By Bill Hewitt
September 05, 2005 12:00 PM





It has been more than a month since Scott Peterson arrived on the East Block of San Quentin’s notorious death row. But so far Peterson shows few signs of wanting to stray from his cell. When given the opportunity each day to stroll alone in a fenced area adjacent to the general exercise yard, he has declined all but two times. Soon, if Peterson wants to be outside, his only option will be to mingle with his fellow condemned, and no one will be surprised if he continues to balk. “It’s not uncommon,” says San Quentin spokesperson Vernell Crittendon of Peterson’s apparent trepidation. “Inmates want to have an adjustment period before they go out and begin interacting with others—particularly a person like Scott Peterson, who comes from the better walk of society.”

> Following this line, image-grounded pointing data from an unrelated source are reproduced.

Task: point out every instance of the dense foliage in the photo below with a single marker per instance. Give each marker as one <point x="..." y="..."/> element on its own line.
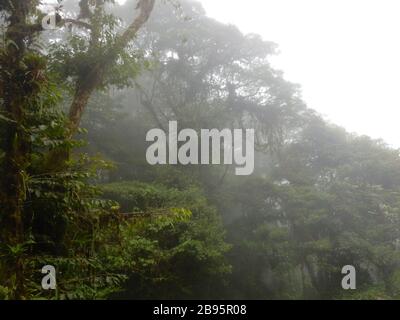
<point x="87" y="202"/>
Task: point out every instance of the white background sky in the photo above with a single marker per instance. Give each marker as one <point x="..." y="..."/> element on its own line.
<point x="344" y="53"/>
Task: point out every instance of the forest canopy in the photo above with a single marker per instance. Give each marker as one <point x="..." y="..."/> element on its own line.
<point x="77" y="193"/>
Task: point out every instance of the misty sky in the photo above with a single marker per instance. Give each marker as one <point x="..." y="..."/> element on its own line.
<point x="344" y="53"/>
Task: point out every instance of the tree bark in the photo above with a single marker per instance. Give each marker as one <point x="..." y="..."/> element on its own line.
<point x="88" y="83"/>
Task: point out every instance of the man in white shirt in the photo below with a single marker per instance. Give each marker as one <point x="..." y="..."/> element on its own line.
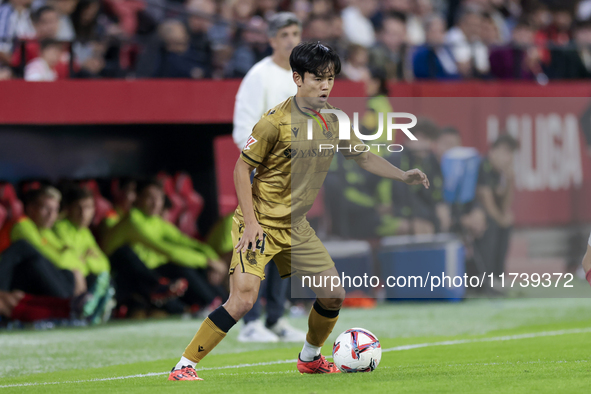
<point x="465" y="44"/>
<point x="42" y="69"/>
<point x="15" y="22"/>
<point x="268" y="83"/>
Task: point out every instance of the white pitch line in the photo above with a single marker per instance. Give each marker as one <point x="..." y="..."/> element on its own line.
<point x="392" y="349"/>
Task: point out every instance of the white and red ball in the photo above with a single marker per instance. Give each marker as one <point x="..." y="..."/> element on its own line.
<point x="357" y="350"/>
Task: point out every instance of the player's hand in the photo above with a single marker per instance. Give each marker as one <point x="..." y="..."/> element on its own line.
<point x="252" y="233"/>
<point x="416" y="177"/>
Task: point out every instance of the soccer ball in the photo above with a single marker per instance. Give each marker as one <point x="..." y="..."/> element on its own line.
<point x="356" y="350"/>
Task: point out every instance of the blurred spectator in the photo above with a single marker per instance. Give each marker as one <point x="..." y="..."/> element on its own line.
<point x="267" y="8"/>
<point x="337" y="39"/>
<point x="178" y="59"/>
<point x="435" y="60"/>
<point x="574" y="62"/>
<point x="95" y="50"/>
<point x="64" y="8"/>
<point x="356" y="22"/>
<point x="43" y="68"/>
<point x="15" y="22"/>
<point x="301" y="9"/>
<point x="389" y="52"/>
<point x="355" y="67"/>
<point x="491" y="36"/>
<point x="322" y="7"/>
<point x="495" y="194"/>
<point x="318" y="28"/>
<point x="46" y="22"/>
<point x="464" y="40"/>
<point x="425" y="209"/>
<point x="252" y="47"/>
<point x="143" y="236"/>
<point x="520" y="59"/>
<point x="200" y="21"/>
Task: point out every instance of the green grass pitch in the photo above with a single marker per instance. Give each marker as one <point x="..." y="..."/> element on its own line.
<point x="475" y="346"/>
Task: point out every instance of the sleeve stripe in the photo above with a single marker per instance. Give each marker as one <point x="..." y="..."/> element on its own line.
<point x="249" y="158"/>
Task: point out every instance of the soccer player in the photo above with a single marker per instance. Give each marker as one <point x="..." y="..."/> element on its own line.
<point x="270" y="221"/>
<point x="268" y="83"/>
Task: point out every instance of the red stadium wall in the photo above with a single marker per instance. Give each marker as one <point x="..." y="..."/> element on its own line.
<point x="194" y="102"/>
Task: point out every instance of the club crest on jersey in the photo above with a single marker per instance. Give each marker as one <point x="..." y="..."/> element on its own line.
<point x="251" y="140"/>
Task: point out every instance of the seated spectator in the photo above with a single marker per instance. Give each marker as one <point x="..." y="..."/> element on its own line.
<point x="495" y="191"/>
<point x="64" y="8"/>
<point x="355" y="67"/>
<point x="36" y="259"/>
<point x="95" y="50"/>
<point x="520" y="59"/>
<point x="574" y="61"/>
<point x="465" y="42"/>
<point x="43" y="68"/>
<point x="253" y="47"/>
<point x="163" y="249"/>
<point x="74" y="233"/>
<point x="178" y="59"/>
<point x="389" y="52"/>
<point x="435" y="60"/>
<point x="15" y="22"/>
<point x="318" y="28"/>
<point x="46" y="22"/>
<point x="357" y="24"/>
<point x="425" y="209"/>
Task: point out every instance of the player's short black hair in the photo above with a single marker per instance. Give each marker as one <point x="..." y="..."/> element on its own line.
<point x="315" y="58"/>
<point x="143" y="184"/>
<point x="76" y="193"/>
<point x="506" y="140"/>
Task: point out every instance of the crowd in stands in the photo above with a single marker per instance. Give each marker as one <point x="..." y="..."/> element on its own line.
<point x="470" y="194"/>
<point x="46" y="40"/>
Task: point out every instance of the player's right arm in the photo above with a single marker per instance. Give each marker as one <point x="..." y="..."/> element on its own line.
<point x="264" y="136"/>
<point x="252" y="229"/>
<point x="587" y="261"/>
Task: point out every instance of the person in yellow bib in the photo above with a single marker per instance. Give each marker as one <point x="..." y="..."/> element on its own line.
<point x="36" y="246"/>
<point x="164" y="250"/>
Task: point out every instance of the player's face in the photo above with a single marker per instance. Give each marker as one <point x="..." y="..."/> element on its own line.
<point x="285" y="40"/>
<point x="151" y="201"/>
<point x="81" y="212"/>
<point x="44" y="212"/>
<point x="315" y="89"/>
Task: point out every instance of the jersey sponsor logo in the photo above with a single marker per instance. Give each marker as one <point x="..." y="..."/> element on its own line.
<point x="251" y="140"/>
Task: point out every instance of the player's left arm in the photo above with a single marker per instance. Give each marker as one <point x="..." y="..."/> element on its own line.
<point x="381" y="167"/>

Any normal person—or hardened felon, for that matter—would likely feel on edge facing the 65 to 80 other death-row inmates in what will likely be Peterson’s “exercise group”—the coterie of cons who are allowed in the yard at the same time. There is, for instance, Edward Charles III, who in 1996 was convicted of killing his parents and his 20-year-old brother in Fullerton and sentenced to death. Not to mention Ivan Gonzales, who in 1995 tortured and murdered his 4-year-old niece in Chula Vista. Found guilty last Nov. 12 of killing his wife, Laci, and their unborn child, Peterson, 32, is clearly the most infamous of this group, and it’s still unknown how other inmates will respond to him. But it’s safe to say that there are thousands of people who wish him the worst. “There are some people who don’t belong among normal human beings, and we need to do away with them the same way we do rabid dogs,” says Carole Carrington, a friend of Laci’s mother, Sharon Rocha. Adds Carrington, who lost a daughter and granddaughter to another killer: “He’s guilty as hell and I think he ought to go there.”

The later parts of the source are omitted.